エサの安全にこだわった養豚
2006年3月1週号
ハム・ソーセージでおなじみのTONTONから、新たに豚肉の企画を始めます。
自家配合飼料と開放型踏み込み豚舎で、元気に育てた豚肉です。
TONTONの大浦秀樹さんは、安全にこだわった自家配合飼料で養豚をしています。有機農産物での養豚を目指しています。抗生物質やホルモン剤の使用は一切ありません。豚舎は紀州かつらぎ山系の山の中にあり、開放型の“踏み込み豚舎”です。ゆったりとした豚舎で子豚たちが元気なピンク色の肌で走り回っています。
秀樹さんのお父さんの大浦紀和さんは、愛農会で無農薬の野菜やみかんの生産をなさっています。その農産物を食べている消費者団体から「安心できる豚肉が食べたい」と提案を受けたのが、養豚を始めたきっかけでした。秀樹さんは高校卒業後、ノルウェーでアメリカ式の酪農の研修をして帰国したばかりの時で、動物が好きだったこともあり養豚を任されたのでした。

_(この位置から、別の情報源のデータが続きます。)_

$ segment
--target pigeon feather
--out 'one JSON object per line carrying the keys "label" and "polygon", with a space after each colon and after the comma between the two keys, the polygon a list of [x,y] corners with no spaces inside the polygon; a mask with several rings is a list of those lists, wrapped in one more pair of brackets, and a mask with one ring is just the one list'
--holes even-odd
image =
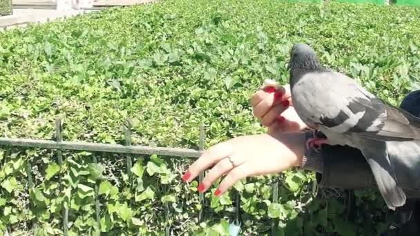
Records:
{"label": "pigeon feather", "polygon": [[328,144],[359,149],[388,208],[403,206],[406,196],[390,157],[399,155],[392,148],[395,142],[420,141],[420,119],[323,68],[307,45],[294,45],[290,56],[292,98],[300,119],[322,132]]}

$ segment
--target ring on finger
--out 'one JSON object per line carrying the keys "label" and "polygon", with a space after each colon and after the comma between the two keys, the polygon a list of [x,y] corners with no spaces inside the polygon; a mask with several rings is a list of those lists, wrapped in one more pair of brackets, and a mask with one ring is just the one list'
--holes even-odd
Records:
{"label": "ring on finger", "polygon": [[240,164],[238,163],[238,161],[236,161],[234,158],[232,158],[232,155],[231,155],[227,156],[227,159],[231,162],[231,164],[232,164],[232,166],[233,166],[233,167],[236,167],[236,166],[238,166],[240,165]]}

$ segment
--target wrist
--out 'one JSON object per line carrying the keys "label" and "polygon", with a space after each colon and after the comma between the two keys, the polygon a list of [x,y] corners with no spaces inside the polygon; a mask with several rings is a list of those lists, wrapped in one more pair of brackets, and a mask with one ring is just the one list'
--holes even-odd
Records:
{"label": "wrist", "polygon": [[285,150],[286,153],[281,153],[282,157],[288,157],[287,161],[290,167],[301,166],[305,152],[305,132],[281,132],[269,135],[277,139],[283,146],[278,150]]}

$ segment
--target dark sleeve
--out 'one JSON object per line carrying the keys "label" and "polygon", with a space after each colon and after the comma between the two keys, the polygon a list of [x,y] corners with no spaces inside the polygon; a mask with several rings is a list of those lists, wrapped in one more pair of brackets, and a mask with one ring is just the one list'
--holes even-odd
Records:
{"label": "dark sleeve", "polygon": [[[307,138],[312,135],[307,133]],[[356,148],[323,145],[319,153],[309,149],[301,166],[316,172],[321,187],[359,189],[376,186],[368,162]]]}

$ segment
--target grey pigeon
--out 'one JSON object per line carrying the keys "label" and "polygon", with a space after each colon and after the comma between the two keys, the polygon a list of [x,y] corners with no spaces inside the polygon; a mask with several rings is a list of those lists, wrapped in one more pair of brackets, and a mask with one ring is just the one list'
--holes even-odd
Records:
{"label": "grey pigeon", "polygon": [[307,45],[294,45],[290,57],[294,108],[308,126],[327,137],[312,139],[309,144],[359,149],[388,207],[394,210],[404,205],[406,196],[390,159],[398,156],[395,152],[401,148],[390,146],[419,141],[420,119],[376,97],[352,78],[321,66]]}

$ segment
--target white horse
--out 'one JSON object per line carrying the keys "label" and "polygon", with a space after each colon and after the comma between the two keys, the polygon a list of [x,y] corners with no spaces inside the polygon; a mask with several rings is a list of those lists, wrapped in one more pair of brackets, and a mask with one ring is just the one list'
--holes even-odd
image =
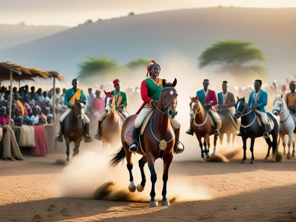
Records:
{"label": "white horse", "polygon": [[[296,123],[290,110],[287,107],[284,99],[283,99],[283,95],[280,96],[277,96],[274,99],[274,109],[272,113],[276,116],[279,116],[280,120],[280,131],[279,132],[280,138],[283,140],[283,146],[284,147],[284,155],[286,154],[286,139],[285,135],[288,135],[289,136],[289,141],[288,142],[288,153],[287,159],[290,160],[291,155],[290,153],[290,147],[291,144],[293,143],[293,150],[292,152],[292,158],[295,157],[295,143],[293,138],[294,131],[296,128]],[[278,147],[279,140],[278,144]]]}

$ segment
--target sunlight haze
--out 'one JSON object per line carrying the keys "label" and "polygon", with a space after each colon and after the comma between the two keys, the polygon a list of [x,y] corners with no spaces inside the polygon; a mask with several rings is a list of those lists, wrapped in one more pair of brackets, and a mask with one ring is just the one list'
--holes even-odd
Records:
{"label": "sunlight haze", "polygon": [[90,19],[96,21],[125,16],[187,8],[234,6],[296,7],[295,0],[0,0],[0,24],[75,26]]}

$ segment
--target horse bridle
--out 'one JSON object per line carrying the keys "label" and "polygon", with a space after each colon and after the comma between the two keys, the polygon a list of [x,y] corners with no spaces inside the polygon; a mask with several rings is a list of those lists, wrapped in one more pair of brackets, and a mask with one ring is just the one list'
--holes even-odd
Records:
{"label": "horse bridle", "polygon": [[[163,109],[164,110],[164,111],[163,111],[162,110],[160,110],[156,106],[156,108],[158,110],[159,110],[162,113],[164,114],[165,114],[167,115],[168,115],[168,106],[170,105],[171,104],[175,104],[175,107],[177,107],[177,103],[175,103],[175,102],[173,101],[172,101],[171,102],[169,102],[166,106],[165,105],[164,103],[163,102],[163,91],[165,89],[172,89],[174,90],[176,92],[177,92],[177,91],[176,89],[175,89],[173,87],[167,87],[165,88],[163,88],[161,90],[161,91],[160,91],[160,95],[161,95],[161,103],[162,104],[163,106]],[[177,114],[178,113],[178,112],[177,111],[176,112],[176,115],[177,115]]]}

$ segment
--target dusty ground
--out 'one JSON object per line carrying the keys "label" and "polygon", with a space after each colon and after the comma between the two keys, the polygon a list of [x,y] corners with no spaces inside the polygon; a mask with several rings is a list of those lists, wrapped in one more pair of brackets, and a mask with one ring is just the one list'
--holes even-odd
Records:
{"label": "dusty ground", "polygon": [[[69,192],[65,194],[64,190],[63,196],[75,197],[75,194],[72,195],[71,192],[75,193],[75,189],[83,189],[81,186],[87,186],[82,182],[87,183],[89,179],[90,181],[94,177],[101,176],[98,175],[100,173],[97,173],[99,171],[95,172],[99,169],[93,170],[89,166],[88,162],[93,160],[89,157],[89,161],[85,160],[84,164],[76,163],[80,165],[80,172],[76,168],[73,170],[77,171],[73,172],[72,176],[67,176],[69,173],[65,171],[71,165],[64,168],[54,164],[57,158],[65,158],[64,154],[51,155],[46,158],[26,157],[24,161],[17,162],[0,161],[1,221],[296,221],[295,161],[284,160],[275,163],[263,163],[258,158],[262,155],[257,154],[253,165],[249,164],[249,159],[248,163],[244,165],[239,164],[237,160],[229,163],[202,163],[197,161],[200,155],[198,150],[197,153],[196,160],[173,162],[168,183],[168,196],[169,193],[173,195],[175,192],[179,194],[188,192],[189,188],[185,185],[190,185],[190,189],[193,189],[190,191],[192,192],[191,199],[195,198],[195,200],[173,203],[169,207],[153,208],[149,208],[146,202],[139,202],[59,197],[63,196],[59,189],[65,189],[65,187],[60,187],[63,177],[64,180],[72,180],[67,181]],[[83,151],[80,155],[84,155]],[[99,165],[99,160],[97,161]],[[157,183],[161,187],[162,161],[158,161]],[[134,163],[136,163],[133,170],[136,173],[139,170],[136,159]],[[74,161],[71,164],[74,164]],[[125,163],[119,167],[115,170],[127,173]],[[149,173],[147,169],[145,170],[149,181]],[[128,178],[126,174],[125,175],[122,186],[127,190]],[[112,177],[111,175],[104,176]],[[175,183],[176,180],[179,181],[177,181],[178,185]],[[139,179],[135,181],[136,184],[139,182]],[[150,188],[148,183],[145,187],[147,198],[149,197]],[[91,188],[85,188],[88,189]],[[182,189],[186,190],[183,191]],[[161,189],[157,192],[158,196],[161,195]],[[135,194],[139,195],[137,194]],[[188,197],[183,197],[186,198]]]}

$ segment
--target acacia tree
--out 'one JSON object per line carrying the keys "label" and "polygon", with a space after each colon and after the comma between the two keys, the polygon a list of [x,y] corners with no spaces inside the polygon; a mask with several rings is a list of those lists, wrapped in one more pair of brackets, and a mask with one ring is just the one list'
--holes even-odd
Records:
{"label": "acacia tree", "polygon": [[80,79],[87,78],[96,73],[114,70],[120,68],[116,59],[110,60],[107,57],[86,57],[77,64]]}
{"label": "acacia tree", "polygon": [[264,75],[264,53],[253,47],[252,42],[226,40],[218,41],[204,51],[198,59],[200,68],[220,67],[218,72],[228,73],[236,77],[256,73]]}
{"label": "acacia tree", "polygon": [[142,58],[132,60],[128,62],[126,65],[126,67],[129,69],[134,69],[139,67],[146,66],[149,65],[151,59],[147,59]]}

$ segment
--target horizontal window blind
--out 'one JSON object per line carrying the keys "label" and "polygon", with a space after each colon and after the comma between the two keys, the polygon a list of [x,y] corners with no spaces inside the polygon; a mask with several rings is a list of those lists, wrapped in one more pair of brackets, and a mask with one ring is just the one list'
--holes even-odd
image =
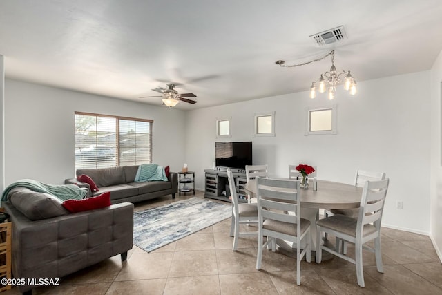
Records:
{"label": "horizontal window blind", "polygon": [[75,169],[151,163],[153,123],[75,112]]}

構想から1年後、1982年に母豚18頭、子豚60頭で始めた当時、養豚農家はむしろ廃業していく時代で、周囲からは奇異な目で見られたそうです。しかし、できた豚肉を食べたらそのおいしさに誰よりも秀樹さんご本人がびっくりなさったとのことです。
「こだわりの養豚を理解してくれる消費者とのつながりが、今日のように養豚を軌道に乗せる原動力になった」とおっしゃる秀樹さん。現在では母豚80頭、子豚が800~900頭の規模になりました。オルターからのPHFコーンの導入の提案や配合飼料の改善にいつも真摯に取り組んでいただいています。これまでオルターへはハム・ソーセージだけの出荷でしたが、豚肉としても出荷できる余裕ができました。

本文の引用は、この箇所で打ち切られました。